Here is a harder song (one of their best songs ever in my opinon), Seriously listen to the last 4 minutes, its amazing!

Opeth - When



Here is a softer song from their album Damnation

Opeth - Windowpane


----------



## Overlord Nadrian (Nov 28, 2009)

Just posting here for the sake of having at least one post in a thread made by NeSchn about one of the best metal bands ever


----------



## Jaems (Nov 29, 2009)

I prefer their Steven Wilson-produced stuff over the more heavier DATH METUL stuff.

So that's pretty much Blackwater Park, Deliverance, and Damnation.
Although Watershed ain't bad either.


----------



## NeSchn (Nov 29, 2009)

Overlord Nadrian said:
			
		

> Just posting here for the sake of having at least one post in a thread made by NeSchn about one of the best metal bands ever
> 
> 
> 
> ...



I agree those are great albums, but have you ever listened to My Arms Your Hearse or Still Life. They are both amazing, My Arms, Your Hearse is definitely their heaviest album that they have made but its so amazing!


----------



## Domination (Nov 30, 2009)

Overlord Nadrian said:
			
		

> best metal bands ever



While we are talking about best metal bands ever, that will be Black Sabbath, Judas Priest and Iron Maiden for me. Oh and maybe led Zeppelin, though they are more Traditional Metal.

And I actually like some Opeth songs though I hate most of the Black/Death/Trash Metal stuff.

They can also do some nice soft songs. Great artists.


----------



## silent sniper (Nov 30, 2009)

I shan't lie - I think Opeth is boring as fuck.


----------



## NeSchn (Nov 30, 2009)

silent sniper said:
			
		

> I shan't lie - I think Opeth is boring as fuck.



D= How, they are so amazing!


----------



## DSGamer64 (Nov 30, 2009)

Imo Children of Bodom > Opeth


----------



## NeSchn (Nov 30, 2009)

DSGamer64 said:
			
		

> Imo Children of Bodom > Opeth



You must of have not listened to enough Opeth lawlawlawlawl. I love COB, they were one of the first metal bands I ever listened too but I have to say Opeth beats Children of Bodom outta the water.

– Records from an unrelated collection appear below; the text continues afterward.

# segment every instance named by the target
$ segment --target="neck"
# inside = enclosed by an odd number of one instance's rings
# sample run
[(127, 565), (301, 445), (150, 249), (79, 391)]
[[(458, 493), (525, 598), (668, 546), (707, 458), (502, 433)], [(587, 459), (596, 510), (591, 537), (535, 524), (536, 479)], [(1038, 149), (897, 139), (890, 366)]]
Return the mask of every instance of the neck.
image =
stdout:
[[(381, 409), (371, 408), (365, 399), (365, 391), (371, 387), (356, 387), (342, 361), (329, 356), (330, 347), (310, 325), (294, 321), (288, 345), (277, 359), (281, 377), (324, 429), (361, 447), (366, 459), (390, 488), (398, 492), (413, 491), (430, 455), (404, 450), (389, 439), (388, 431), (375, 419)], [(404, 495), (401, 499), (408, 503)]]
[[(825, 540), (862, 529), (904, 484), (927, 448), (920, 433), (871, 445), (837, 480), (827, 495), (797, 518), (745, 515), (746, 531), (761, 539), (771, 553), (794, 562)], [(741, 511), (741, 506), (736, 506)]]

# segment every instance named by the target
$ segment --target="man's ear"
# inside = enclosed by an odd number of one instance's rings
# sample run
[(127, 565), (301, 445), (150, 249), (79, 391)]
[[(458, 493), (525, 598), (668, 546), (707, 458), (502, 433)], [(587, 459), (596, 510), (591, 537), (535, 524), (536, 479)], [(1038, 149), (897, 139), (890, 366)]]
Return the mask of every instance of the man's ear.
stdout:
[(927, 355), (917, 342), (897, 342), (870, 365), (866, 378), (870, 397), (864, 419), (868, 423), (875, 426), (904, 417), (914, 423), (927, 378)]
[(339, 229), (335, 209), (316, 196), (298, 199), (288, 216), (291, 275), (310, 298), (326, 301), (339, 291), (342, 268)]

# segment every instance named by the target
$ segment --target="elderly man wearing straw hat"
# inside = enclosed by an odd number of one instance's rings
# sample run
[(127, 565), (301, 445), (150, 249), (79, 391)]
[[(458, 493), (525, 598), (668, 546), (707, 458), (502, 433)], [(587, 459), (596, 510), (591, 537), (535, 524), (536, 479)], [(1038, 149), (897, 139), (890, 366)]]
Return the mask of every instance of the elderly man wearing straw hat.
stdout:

Thats my opinion though, I respect yours, and I love both those bands.


----------



## Jaems (Nov 30, 2009)

I wouldn't compare them. Ever.

Children of Bodom is shit compared to Opeth.
OH NO I JUST COMPARED THEM
AAAAAAAAAAAAAA

but in all seriousness, opeth is much better


----------



## NeSchn (Dec 1, 2009)

Jaems said:
			
		

> I wouldn't compare them. Ever.
> 
> Children of Bodom is shit compared to Opeth.
> OH NO I JUST COMPARED THEM
> ...



Agreed 100%


----------



## dib (Dec 1, 2009)

Mikael is an awesome songwriter and they've become probably my favorite band over the past couple years.  But I've only learned a few of their songs so far (Bleak, Heir Apparent, Baying of the Hounds, etc).  Dissecting a song and memorizing it brings a unique appreciation, but makes it less entertaining for casual listening and I like playing their albums too much.


----------